Ectopic Expression of Ankrd2 Affects Proliferation, Motility and Clonogenic Potential of Human Osteosarcoma Cells

Simple Summary Osteosarcoma is a rare malignancy of bone, primarily affecting children and young adults. The main objective of this study was to identify novel therapeutic targets to fight the progression of this insidious disease. To this aim, the role of Ankrd2, a stress- and mechano- sensor protein known for being mostly expressed in muscle fibers, was analyzed in the modulation of osteosarcoma progression. By subjecting human osteosarcoma cell lines expressing or silencing Ankrd2 to several functional assays, our results demonstrated that Ankrd2 is involved in the pathogenesis of this cancer.

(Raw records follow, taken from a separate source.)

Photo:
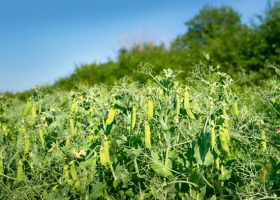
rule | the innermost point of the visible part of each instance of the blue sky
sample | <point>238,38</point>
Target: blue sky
<point>44,40</point>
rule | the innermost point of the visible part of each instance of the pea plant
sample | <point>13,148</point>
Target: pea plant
<point>195,139</point>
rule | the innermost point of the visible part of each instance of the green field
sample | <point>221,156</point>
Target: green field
<point>201,138</point>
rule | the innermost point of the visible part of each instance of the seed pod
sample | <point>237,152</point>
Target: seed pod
<point>1,164</point>
<point>74,108</point>
<point>177,108</point>
<point>72,126</point>
<point>226,95</point>
<point>150,109</point>
<point>235,108</point>
<point>4,128</point>
<point>32,117</point>
<point>263,142</point>
<point>20,170</point>
<point>106,149</point>
<point>40,106</point>
<point>190,114</point>
<point>26,145</point>
<point>27,108</point>
<point>93,169</point>
<point>133,117</point>
<point>110,117</point>
<point>217,163</point>
<point>147,135</point>
<point>74,176</point>
<point>213,138</point>
<point>41,136</point>
<point>187,100</point>
<point>68,142</point>
<point>226,124</point>
<point>104,153</point>
<point>66,171</point>
<point>227,136</point>
<point>223,141</point>
<point>103,157</point>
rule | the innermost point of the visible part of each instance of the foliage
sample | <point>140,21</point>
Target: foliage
<point>163,140</point>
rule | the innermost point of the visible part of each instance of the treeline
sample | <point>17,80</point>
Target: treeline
<point>234,46</point>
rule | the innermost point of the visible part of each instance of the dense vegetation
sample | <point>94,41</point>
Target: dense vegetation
<point>164,140</point>
<point>209,128</point>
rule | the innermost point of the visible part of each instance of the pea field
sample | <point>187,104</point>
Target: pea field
<point>200,138</point>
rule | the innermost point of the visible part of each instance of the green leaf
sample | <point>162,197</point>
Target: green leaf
<point>159,167</point>
<point>97,191</point>
<point>209,159</point>
<point>197,155</point>
<point>225,174</point>
<point>129,192</point>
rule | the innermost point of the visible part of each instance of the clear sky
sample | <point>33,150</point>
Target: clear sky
<point>44,40</point>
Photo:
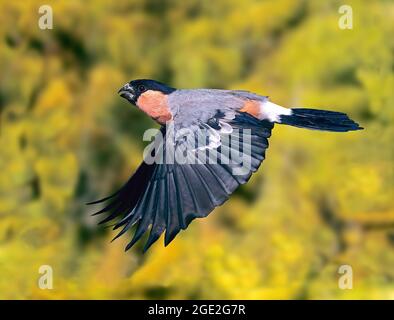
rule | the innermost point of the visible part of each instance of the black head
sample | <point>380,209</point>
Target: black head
<point>133,89</point>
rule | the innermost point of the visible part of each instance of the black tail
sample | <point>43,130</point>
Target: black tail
<point>320,120</point>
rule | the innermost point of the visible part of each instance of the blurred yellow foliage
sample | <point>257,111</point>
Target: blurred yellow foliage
<point>320,200</point>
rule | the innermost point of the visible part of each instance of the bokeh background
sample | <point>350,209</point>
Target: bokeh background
<point>320,200</point>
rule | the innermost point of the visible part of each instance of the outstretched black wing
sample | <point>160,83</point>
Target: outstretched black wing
<point>168,195</point>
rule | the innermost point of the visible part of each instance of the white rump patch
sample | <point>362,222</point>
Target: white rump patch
<point>272,112</point>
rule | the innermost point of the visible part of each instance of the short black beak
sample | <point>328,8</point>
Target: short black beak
<point>127,92</point>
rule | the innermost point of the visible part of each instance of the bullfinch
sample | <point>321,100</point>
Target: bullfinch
<point>165,194</point>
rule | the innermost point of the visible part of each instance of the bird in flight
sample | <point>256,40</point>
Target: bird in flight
<point>231,128</point>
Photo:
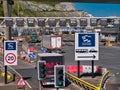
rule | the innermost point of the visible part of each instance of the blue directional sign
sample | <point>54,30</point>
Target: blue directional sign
<point>86,40</point>
<point>86,46</point>
<point>10,52</point>
<point>32,55</point>
<point>10,45</point>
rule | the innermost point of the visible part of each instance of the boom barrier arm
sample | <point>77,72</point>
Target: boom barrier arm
<point>82,83</point>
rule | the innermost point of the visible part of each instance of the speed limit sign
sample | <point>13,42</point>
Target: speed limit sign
<point>10,52</point>
<point>10,58</point>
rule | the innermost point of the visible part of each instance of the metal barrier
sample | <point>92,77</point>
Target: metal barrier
<point>103,79</point>
<point>86,85</point>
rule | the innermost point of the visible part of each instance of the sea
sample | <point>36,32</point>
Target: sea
<point>99,9</point>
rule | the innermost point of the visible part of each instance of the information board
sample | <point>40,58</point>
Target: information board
<point>86,46</point>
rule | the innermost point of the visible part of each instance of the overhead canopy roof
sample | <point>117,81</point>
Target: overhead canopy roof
<point>91,1</point>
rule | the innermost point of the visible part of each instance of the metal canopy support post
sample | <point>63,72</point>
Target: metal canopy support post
<point>9,5</point>
<point>78,68</point>
<point>5,74</point>
<point>92,68</point>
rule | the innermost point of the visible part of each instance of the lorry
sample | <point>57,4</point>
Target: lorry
<point>52,42</point>
<point>51,59</point>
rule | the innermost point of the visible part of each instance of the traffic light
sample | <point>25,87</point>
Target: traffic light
<point>41,70</point>
<point>59,72</point>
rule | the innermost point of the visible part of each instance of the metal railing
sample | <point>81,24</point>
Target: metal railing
<point>87,86</point>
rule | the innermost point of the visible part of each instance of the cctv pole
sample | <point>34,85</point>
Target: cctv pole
<point>7,7</point>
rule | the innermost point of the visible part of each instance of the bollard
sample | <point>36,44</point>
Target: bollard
<point>13,77</point>
<point>8,77</point>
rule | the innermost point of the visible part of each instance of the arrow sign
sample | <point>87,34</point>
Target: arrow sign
<point>87,56</point>
<point>21,82</point>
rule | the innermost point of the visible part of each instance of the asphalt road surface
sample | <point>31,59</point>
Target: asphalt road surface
<point>109,58</point>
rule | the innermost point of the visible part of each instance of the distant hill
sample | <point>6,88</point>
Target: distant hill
<point>35,8</point>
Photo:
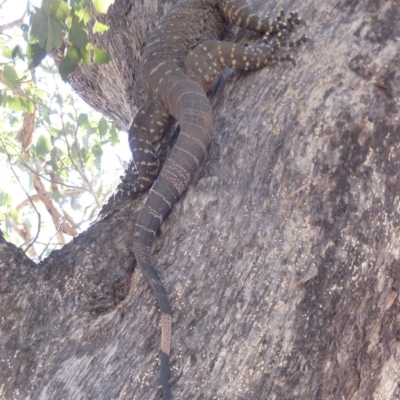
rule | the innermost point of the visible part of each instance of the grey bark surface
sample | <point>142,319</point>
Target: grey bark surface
<point>281,261</point>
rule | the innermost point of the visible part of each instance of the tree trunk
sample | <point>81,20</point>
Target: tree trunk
<point>281,260</point>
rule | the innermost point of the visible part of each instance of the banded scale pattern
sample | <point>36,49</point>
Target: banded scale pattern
<point>182,57</point>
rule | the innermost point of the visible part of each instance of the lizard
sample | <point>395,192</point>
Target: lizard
<point>181,59</point>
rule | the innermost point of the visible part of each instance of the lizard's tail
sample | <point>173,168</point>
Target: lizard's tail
<point>186,101</point>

Nonetheless, due to observations obtained by other studies in other model systems, our findings also suggest that Ankrd2 might behave as a "double-faced" cancer driver gene. Ankrd2 is a protein known for being mainly expressed in muscle fibers, where it participates in the mechanical stress response. Since both myocytes and osteoblasts are mesenchymal-derived cells, we were interested in examining the role of Ankrd2 in the progression of osteosarcoma which features a mechano-stress component. Although having been identified in many tumor-derived cell lines and -tissues, no study has yet described nor hypothesized any involvement for this protein in osteosarcoma tumorigenesis. In this paper, we report that Ankrd2 is expressed in cell lines obtained from human osteosarcoma and demonstrate a contribution by this protein in the pathogenesis of this insidious disease. Ankrd2 involvement in osteosarcoma development was evaluated in clones of Saos2, U2OS, HOS and MG63 cells stably expressing Ankrd2, through the investigation of hallmark processes of cancer cells. Interestingly, we found that exogenous expression of Ankrd2 influenced cellular growth, migration and clonogenicity in a cell line-dependent manner, whereas it was able to improve the formation of 3D spheroids in three out of four cellular models and enhanced matrix metalloproteinase (MMP) activity in all tested cell lines. Conversely, downregulation of Ankrd2 expression remarkably reduced proliferation and clonogenic potential of parental cells. As a whole, our data present Ankrd2 as a novel player in osteosarcoma development, opening up new therapeutic perspectives.